When asked about interrogating terror suspects in a Fox debate in May he answered, outside of any considerations of practical need, that he would "double Guantanamo." When asked about immigration in the more recent CNN/YouTube debate he insisted that, unlike Giuliani, he would not condone any exceptions for illegals to report crimes or go to school -- lest we create sanctuary cities, sanctuary states, a sanctuary nation. He also claimed on that evening that he believes every word of the Bible -- "Yes!" he said to Anderson Cooper's direct question -- despite the position of his Church of Jesus Christ of Latter-day Saints, which holds that it contains a multitude of errors, corrected in the Book of Mormon.
When Romney goes there, he goes there. Until he goes somewhere else. What we have here is a candidate whose strength is in his cheerful accomodation to almost anyone -- any potential customers, in the broad sense of the word -- who will advance his interests.
He is the "weatherman" that Bob Dylan sings about in Subterranean Homesick Blues (the one that "you don't need...to know which way the wind blows").
That's what is perhaps most troubling about Romney's speech yesterday.

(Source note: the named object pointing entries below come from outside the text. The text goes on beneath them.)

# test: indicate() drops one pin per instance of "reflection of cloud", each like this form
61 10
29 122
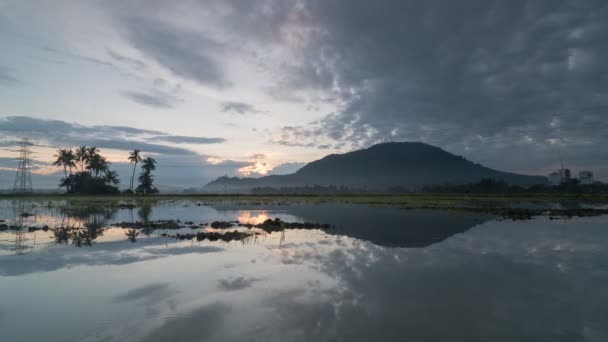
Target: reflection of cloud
153 290
238 283
103 253
247 216
486 284
202 324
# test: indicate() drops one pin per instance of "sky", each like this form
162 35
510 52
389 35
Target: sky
249 88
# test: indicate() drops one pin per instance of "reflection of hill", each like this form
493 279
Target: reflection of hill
388 226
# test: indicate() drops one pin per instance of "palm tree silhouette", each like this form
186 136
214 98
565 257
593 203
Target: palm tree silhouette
146 180
134 158
112 177
82 156
65 158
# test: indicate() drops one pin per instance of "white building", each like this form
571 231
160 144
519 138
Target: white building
585 177
554 178
558 177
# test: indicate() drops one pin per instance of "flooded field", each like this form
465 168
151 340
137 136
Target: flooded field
187 270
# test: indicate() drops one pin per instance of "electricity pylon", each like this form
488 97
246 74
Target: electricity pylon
23 178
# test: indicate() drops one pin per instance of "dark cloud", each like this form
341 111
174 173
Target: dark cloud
61 133
155 99
129 60
235 284
184 52
239 108
287 168
180 139
483 79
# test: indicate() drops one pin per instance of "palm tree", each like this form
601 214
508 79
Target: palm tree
82 156
146 180
112 177
97 164
134 158
148 164
65 158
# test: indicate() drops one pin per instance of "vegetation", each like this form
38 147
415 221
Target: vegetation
493 186
146 180
134 158
94 176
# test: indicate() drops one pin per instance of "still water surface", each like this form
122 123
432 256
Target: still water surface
382 273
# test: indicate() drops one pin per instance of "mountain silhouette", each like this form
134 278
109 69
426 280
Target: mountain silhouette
409 165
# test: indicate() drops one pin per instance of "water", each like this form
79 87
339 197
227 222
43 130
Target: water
382 273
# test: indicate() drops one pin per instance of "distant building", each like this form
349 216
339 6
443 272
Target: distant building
558 177
565 175
554 178
585 177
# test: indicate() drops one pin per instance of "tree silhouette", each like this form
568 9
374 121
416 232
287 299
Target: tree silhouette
134 158
65 158
146 180
82 156
94 177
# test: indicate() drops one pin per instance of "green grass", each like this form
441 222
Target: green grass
412 200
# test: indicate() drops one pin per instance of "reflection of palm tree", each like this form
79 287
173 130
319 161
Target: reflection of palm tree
134 158
144 215
146 181
132 234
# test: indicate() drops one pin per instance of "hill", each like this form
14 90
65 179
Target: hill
380 167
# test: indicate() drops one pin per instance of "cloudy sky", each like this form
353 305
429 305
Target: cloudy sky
256 87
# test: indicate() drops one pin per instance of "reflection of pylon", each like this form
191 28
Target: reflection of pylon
23 179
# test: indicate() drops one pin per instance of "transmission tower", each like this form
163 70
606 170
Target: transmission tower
23 178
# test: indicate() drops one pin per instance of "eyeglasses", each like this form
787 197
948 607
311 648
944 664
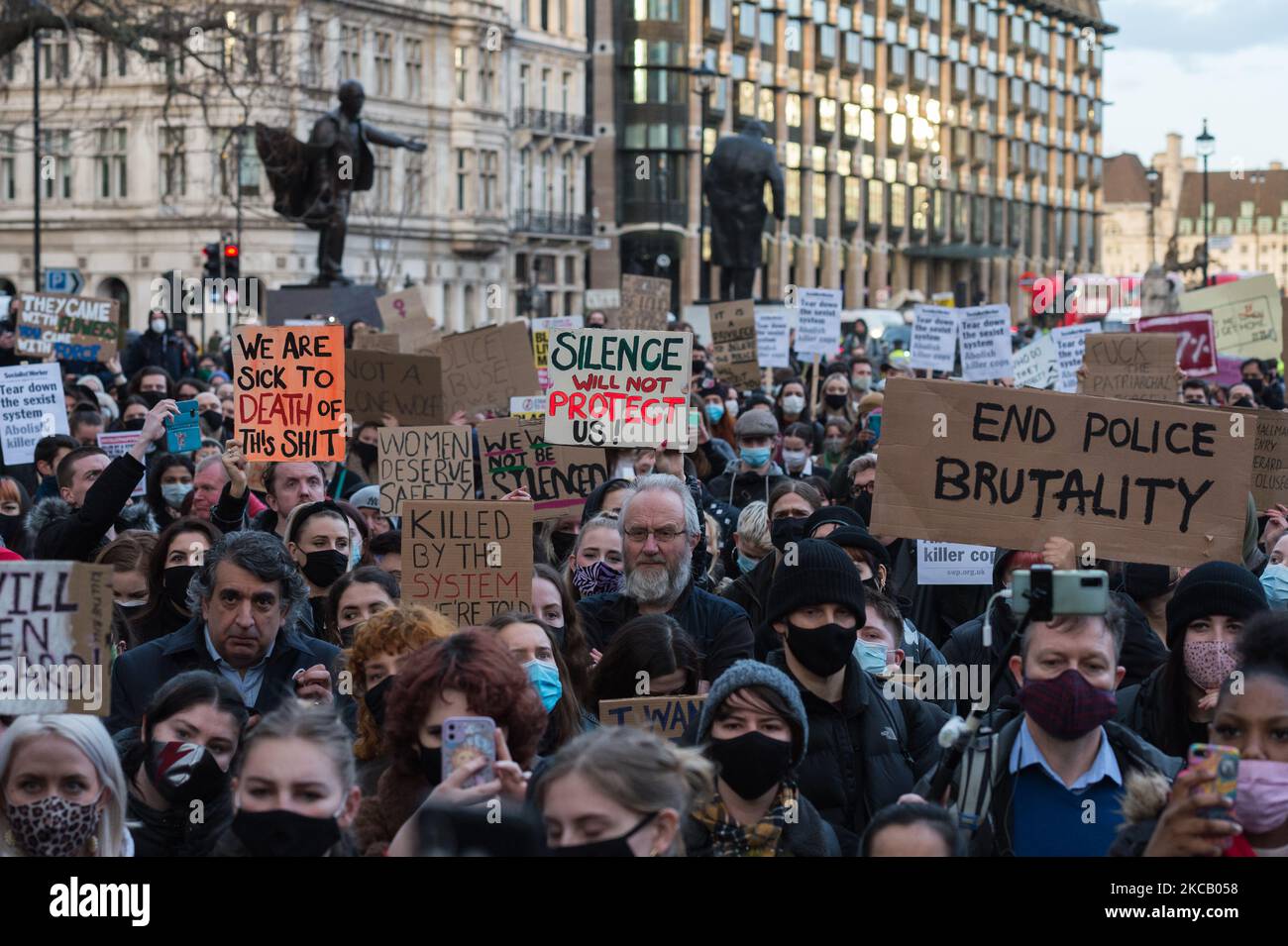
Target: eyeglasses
665 534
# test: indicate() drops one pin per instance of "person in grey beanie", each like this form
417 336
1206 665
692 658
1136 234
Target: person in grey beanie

He is merely the weatherman, but the actual weather is coming our way.
I first noticed the barometer dropping when the Democratic candidates sat for a "Forum on Faith" in June and answered questions from Soledad O'Brien about their private religious views. Hillary spoke of "prayer warriors." Hmm. I didn't know about prayer warriors. Edwards insisted that "we are all sinners."
Oh, I thought. Thank you. Glad to be informed of that.
Then I thought I might have felt a first raindrop fall when, in a September debate on MSNBC, the Democratic candidates were asked their favorite Bible verse. No one flinched at the inappropriateness of this question, even though, to my ears at least, it verged on religious test for office. Think about it: Could you, if so inclined, actually decline to answer this? Would Tim Russert simply nod and go to the next candidate? Of course not. The next question would have been: Why? Are you not a believer? And that's getting pretty close to a religious test.
Obama helpfully mentioned Jesus' Sermon on the Mount. ("Love your enemy," I guess -- he's still rubbing it in that he will meet directly with the heads of state of North Korea and Iran where Hillary would dither).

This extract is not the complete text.